With Ricky Nolasco’s track record against the Nationals and a history of rubber-match success on their side, the Marlins were in prime position Wednesday night to try and win their first series of the season.
It didn’t happen.
Bryce Harper, the new official thorn in Nolasco’s side, returned from his one-game bout with the stomach flu and produced three hits and a run as the Nationals upended the Marlins 6-1 in front of an announced crowd of 22,302 at Marlins Park.
A night after setting off the home run sculpture for the first time this season and scoring a season-high eight runs, Ross Detwiler made the Marlins (3-12) look like their old selves, scattering seven hits over seven innings and allowing just one earned run while striking out five.
“We had that one opportunity early — first and second, nobody out [in the second] and couldn’t move them,” manager Mike Redmond said. “Other than that he was tough. He threw a lot of strikes, a lot of fastballs. We really weren’t able to get anything going at all.”
Shortstop Chris Valaika, starting for an injured Adeiny Hechavarria — who missed his first game of the season with a sore right elbow — scored the Marlins’ lone run when he doubled and scored with a nifty slide on Donovan Solano’s two-out RBI single to right in the fifth.
Replays showed Valaika might have been out, but the argument Nationals manager Davey Johnson had with home plate umpire Greg Gibson didn’t change anything.
Detwiler, who came in having won just one of his past 13 road starts, continued his early season dominance by doing a nice job dancing out of trouble outside of that. The 27-year-old left-hander, who came in having allowed just one earned run over his first 13 innings this season (0.69 ERA), escaped situations with runners in scoring position in both the second and third.

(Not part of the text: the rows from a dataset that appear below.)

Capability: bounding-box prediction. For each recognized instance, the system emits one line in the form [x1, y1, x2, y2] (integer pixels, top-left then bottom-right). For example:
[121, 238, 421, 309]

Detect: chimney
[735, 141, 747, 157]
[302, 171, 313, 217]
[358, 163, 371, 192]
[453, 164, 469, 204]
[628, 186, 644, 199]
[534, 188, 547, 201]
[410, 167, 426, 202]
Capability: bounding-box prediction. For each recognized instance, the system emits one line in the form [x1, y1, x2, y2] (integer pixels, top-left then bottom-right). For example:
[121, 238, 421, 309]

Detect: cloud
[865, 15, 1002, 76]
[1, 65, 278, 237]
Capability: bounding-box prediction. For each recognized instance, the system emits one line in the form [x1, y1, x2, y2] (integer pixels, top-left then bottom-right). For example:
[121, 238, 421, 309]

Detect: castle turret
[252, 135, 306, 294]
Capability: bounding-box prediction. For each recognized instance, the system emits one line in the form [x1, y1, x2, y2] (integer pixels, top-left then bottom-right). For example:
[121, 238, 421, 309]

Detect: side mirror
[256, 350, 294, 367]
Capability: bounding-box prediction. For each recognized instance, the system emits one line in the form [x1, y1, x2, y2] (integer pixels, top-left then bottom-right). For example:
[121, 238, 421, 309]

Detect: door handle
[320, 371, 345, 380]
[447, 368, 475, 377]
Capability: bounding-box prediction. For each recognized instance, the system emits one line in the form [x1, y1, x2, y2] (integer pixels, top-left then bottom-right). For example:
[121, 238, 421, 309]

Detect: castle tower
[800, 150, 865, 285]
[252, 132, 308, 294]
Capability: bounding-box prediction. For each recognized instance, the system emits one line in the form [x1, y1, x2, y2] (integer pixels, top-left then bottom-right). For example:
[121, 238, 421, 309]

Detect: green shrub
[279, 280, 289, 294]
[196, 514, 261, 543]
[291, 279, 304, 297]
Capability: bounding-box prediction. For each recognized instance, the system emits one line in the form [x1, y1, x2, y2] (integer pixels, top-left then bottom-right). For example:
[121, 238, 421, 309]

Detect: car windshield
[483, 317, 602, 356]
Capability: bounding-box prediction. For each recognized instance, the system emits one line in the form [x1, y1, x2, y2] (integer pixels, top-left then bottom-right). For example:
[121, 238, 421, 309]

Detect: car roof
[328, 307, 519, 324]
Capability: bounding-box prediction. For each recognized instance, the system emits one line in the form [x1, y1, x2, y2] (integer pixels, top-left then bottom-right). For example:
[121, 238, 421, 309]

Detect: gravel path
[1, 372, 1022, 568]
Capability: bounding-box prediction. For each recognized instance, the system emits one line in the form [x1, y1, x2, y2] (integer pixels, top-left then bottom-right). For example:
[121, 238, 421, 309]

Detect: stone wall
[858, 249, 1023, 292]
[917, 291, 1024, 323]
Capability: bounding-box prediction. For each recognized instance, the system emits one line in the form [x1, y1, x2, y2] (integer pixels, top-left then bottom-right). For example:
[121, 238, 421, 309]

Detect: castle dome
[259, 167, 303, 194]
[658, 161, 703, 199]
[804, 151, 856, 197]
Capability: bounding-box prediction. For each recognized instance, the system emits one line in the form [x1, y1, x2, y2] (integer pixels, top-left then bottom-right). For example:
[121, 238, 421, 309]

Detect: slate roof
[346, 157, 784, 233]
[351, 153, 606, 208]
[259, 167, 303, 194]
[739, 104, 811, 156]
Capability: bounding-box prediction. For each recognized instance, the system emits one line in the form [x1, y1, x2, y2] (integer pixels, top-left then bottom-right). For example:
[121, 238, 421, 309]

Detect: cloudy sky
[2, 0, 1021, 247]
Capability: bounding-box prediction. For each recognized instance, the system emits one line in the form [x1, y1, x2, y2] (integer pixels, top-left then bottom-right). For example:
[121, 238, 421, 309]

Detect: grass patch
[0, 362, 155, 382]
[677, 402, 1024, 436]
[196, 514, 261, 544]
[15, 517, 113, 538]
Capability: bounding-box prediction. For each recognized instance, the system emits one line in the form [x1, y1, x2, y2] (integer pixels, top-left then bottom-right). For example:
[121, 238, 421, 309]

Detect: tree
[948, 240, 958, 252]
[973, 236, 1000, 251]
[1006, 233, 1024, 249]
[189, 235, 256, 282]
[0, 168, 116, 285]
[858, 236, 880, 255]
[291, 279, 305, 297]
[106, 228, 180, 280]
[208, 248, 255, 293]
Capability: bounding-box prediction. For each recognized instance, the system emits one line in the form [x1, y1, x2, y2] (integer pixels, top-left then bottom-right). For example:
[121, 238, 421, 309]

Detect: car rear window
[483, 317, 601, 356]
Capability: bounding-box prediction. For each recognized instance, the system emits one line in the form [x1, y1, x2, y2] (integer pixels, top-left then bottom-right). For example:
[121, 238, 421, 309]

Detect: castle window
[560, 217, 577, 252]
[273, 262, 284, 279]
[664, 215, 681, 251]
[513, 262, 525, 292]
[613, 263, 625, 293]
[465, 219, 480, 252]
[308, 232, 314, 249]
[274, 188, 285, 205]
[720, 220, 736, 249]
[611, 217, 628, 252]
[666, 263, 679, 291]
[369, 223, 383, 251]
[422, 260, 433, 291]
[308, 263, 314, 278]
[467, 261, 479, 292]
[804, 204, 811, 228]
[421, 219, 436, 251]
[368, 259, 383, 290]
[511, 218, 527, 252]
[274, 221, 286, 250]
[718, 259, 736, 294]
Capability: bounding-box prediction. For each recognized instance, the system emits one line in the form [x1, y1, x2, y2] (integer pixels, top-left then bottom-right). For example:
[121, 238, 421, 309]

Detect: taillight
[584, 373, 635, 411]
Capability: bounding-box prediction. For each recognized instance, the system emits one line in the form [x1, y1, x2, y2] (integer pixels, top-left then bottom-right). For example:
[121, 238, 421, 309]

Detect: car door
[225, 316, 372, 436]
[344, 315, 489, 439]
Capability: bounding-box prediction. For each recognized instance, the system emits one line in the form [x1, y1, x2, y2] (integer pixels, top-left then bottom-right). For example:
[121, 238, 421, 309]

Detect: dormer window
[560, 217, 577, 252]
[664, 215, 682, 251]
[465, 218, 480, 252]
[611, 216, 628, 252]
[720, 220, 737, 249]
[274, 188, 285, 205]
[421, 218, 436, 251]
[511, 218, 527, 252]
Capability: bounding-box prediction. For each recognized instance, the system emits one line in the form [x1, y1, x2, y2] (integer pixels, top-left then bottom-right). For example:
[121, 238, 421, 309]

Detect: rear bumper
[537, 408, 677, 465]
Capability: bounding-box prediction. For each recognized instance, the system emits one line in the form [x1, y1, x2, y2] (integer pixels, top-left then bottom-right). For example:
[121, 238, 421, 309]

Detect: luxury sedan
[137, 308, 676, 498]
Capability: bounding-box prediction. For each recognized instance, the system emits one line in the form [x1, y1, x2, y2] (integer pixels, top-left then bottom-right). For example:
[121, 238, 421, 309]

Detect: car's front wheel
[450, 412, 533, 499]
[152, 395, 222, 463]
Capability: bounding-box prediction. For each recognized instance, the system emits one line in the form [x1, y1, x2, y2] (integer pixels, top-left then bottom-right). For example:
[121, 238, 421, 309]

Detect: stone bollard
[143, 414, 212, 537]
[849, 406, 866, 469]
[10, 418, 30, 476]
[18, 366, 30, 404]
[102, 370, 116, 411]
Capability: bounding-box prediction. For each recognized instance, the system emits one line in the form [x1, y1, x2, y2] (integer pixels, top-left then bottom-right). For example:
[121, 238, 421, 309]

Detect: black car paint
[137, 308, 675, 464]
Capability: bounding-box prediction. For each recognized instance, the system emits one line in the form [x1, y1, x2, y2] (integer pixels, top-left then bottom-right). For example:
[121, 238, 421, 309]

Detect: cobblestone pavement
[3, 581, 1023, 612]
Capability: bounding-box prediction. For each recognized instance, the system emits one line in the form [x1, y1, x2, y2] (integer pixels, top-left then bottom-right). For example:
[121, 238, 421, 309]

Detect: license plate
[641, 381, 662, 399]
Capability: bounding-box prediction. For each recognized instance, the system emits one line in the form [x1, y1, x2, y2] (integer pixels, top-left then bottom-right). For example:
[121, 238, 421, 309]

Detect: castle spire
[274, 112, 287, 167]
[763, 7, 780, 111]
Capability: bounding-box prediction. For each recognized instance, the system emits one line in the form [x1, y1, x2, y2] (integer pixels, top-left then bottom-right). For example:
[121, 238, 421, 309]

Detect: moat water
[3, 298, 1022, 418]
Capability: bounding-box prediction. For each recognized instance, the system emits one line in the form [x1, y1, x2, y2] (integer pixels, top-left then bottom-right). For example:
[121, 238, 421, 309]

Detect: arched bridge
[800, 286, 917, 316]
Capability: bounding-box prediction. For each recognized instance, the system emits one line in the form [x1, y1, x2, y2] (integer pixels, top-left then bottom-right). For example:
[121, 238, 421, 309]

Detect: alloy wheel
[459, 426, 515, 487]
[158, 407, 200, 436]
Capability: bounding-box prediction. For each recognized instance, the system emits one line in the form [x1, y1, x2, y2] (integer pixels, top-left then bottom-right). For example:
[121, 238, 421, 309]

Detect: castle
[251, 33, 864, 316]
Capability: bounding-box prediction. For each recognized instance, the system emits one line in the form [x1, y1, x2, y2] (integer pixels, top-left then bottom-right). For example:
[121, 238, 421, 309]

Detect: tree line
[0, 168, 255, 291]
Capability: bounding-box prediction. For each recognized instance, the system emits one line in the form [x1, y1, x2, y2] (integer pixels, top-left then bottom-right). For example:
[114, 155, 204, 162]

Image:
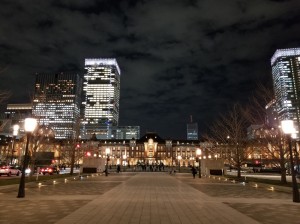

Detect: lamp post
[196, 148, 202, 178]
[11, 124, 19, 165]
[123, 154, 126, 172]
[105, 148, 110, 176]
[17, 118, 37, 198]
[281, 120, 300, 203]
[295, 146, 300, 174]
[177, 155, 182, 173]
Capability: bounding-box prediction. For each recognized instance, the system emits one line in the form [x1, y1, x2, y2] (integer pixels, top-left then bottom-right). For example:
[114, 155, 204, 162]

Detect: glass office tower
[32, 73, 82, 139]
[187, 122, 198, 140]
[186, 115, 198, 140]
[82, 58, 121, 139]
[113, 126, 140, 140]
[271, 48, 300, 136]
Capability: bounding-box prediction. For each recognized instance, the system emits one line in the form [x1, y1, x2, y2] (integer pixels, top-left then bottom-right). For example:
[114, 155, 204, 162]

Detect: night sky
[0, 0, 299, 139]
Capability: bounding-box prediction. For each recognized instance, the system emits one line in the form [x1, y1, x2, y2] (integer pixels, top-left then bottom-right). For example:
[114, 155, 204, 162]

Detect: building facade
[271, 48, 300, 136]
[3, 103, 33, 134]
[82, 58, 121, 139]
[32, 73, 82, 139]
[84, 132, 202, 168]
[1, 132, 220, 172]
[5, 103, 32, 121]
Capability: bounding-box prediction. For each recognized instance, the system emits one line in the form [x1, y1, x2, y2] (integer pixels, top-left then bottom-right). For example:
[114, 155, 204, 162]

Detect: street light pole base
[17, 180, 25, 198]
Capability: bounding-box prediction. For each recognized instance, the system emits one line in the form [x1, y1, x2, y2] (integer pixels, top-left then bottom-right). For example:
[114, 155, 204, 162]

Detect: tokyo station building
[80, 132, 207, 167]
[0, 132, 210, 169]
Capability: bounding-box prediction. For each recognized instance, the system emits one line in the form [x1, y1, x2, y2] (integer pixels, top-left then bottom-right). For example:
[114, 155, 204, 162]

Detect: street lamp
[281, 120, 300, 203]
[196, 148, 202, 178]
[105, 148, 110, 176]
[11, 124, 19, 165]
[123, 152, 127, 172]
[17, 118, 37, 198]
[177, 155, 182, 173]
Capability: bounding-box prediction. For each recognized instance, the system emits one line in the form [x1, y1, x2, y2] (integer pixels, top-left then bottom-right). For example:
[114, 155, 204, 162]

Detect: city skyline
[0, 0, 299, 139]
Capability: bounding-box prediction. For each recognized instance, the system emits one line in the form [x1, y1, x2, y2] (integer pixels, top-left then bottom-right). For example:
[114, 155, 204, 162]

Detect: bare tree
[0, 64, 11, 104]
[23, 125, 56, 177]
[247, 83, 288, 184]
[247, 83, 274, 125]
[59, 140, 75, 166]
[59, 139, 85, 169]
[69, 115, 82, 175]
[0, 91, 11, 104]
[209, 103, 252, 178]
[253, 127, 288, 184]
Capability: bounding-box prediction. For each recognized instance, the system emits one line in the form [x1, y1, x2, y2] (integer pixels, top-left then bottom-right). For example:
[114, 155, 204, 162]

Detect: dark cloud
[0, 0, 299, 139]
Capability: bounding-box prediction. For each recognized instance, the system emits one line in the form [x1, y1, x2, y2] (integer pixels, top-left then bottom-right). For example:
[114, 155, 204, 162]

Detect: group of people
[136, 163, 165, 172]
[105, 163, 199, 178]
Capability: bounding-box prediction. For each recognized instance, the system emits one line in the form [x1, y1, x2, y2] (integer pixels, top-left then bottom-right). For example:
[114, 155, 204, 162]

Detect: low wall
[201, 159, 225, 176]
[81, 157, 105, 173]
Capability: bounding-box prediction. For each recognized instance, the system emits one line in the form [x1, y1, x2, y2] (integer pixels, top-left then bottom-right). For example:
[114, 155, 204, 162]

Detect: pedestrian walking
[191, 166, 197, 179]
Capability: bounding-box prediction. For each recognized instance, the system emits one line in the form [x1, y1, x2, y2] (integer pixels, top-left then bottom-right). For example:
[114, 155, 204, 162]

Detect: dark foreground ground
[0, 172, 299, 224]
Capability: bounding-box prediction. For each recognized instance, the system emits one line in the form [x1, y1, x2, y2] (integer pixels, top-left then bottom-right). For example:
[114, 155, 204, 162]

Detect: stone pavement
[0, 172, 299, 224]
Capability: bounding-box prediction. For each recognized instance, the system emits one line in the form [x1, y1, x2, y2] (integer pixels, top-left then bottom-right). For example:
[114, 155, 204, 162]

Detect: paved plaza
[0, 172, 299, 224]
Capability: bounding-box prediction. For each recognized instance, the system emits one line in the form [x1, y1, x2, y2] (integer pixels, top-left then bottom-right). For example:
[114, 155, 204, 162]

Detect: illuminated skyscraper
[32, 73, 82, 139]
[271, 48, 300, 135]
[187, 116, 198, 140]
[82, 58, 121, 139]
[187, 123, 198, 140]
[113, 126, 140, 140]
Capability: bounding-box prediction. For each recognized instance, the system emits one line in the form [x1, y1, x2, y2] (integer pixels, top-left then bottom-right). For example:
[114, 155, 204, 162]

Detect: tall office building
[187, 123, 198, 140]
[113, 126, 140, 140]
[187, 115, 198, 140]
[271, 48, 300, 136]
[82, 58, 121, 139]
[32, 73, 82, 139]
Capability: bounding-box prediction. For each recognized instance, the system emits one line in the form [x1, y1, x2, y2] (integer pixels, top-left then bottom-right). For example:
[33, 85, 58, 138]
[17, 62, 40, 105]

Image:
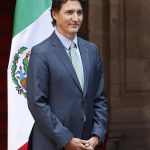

Nolasco, who came in with an 11-6 record and a 3.54 ERA in 21 appearances against Washington — including a pair of shutout victories over the Nationals during the final two months of last season — wasn’t as good at evading trouble Wednesday as Detwiler.
Back-to-back singles by Adam LaRoche and Ian Desmond to open the second inning put runners on the corners and led to the first two runs of the game. After Desmond stole second, Roger Bernadina put the Nationals ahead with a groundout to short. With Desmond on third base, catcher Kurt Suzuki made it a two-run cushion with a sacrifice fly to center.
“Felt like I threw the ball well, just didn’t catch a couple breaks there. I felt like we had Desmond at second and that could have limited the damage,” said Nolasco, who later gave up a 370-foot solo home run to Suzuki to open the fifth and gave up four earned runs over six innings with six strikeouts and no walks.
“Overall, I felt I threw the ball well, didn’t walk anybody. Even the hits I gave up were good pitches. Nothing to hang my head about — just keep going and keep eating up innings and giving this team a chance to win.”
Harper, who crushed a pair of solo home runs off Nolasco in the Nats’ season-opening 2-0 win in Washington, had three of the Nationals’ seven hits off Nolasco to raise his career average to .450 (9 of 20) against Nolasco. Harper led off the sixth with a double and then scored on LaRoche’s RBI single to left, which beat a drawn-in infield.
“Now it’s to the point where I make a good pitches and they’re still falling,” Nolasco said. “I just hope he doesn’t turn into Chipper Jones for me, where every time I break his bat or even make good pitches it’s still a hit. I’m going to be seeing him a lot so I’m looking forward to the challenge of getting him out more than he gets me.”
The Nationals, who came in just 3-10 all-time in rubber games against the Marlins in South Florida since moving to Washington in 2005, pounded out 11 hits in all.
The Marlins finished just 50 of 277 (.179) at the plate during the 2-7 home stand. They were outscored 37-18.
Miami begins a six-game road trip through Cincinnati and Minnesota on Thursday.
Hechavarria, who hit the lone home run during the home stand and injured himself Wednesday making a throw during batting practice, may not make the trip. Redmond said the Marlins could opt to keep Valaika there or move second baseman Donovan Solano to short if needed.
“We got some options there,” Redmond said. “Obviously we can’t afford another injury. It seems like we get a guy back and lose another guy. It’s tough right now.”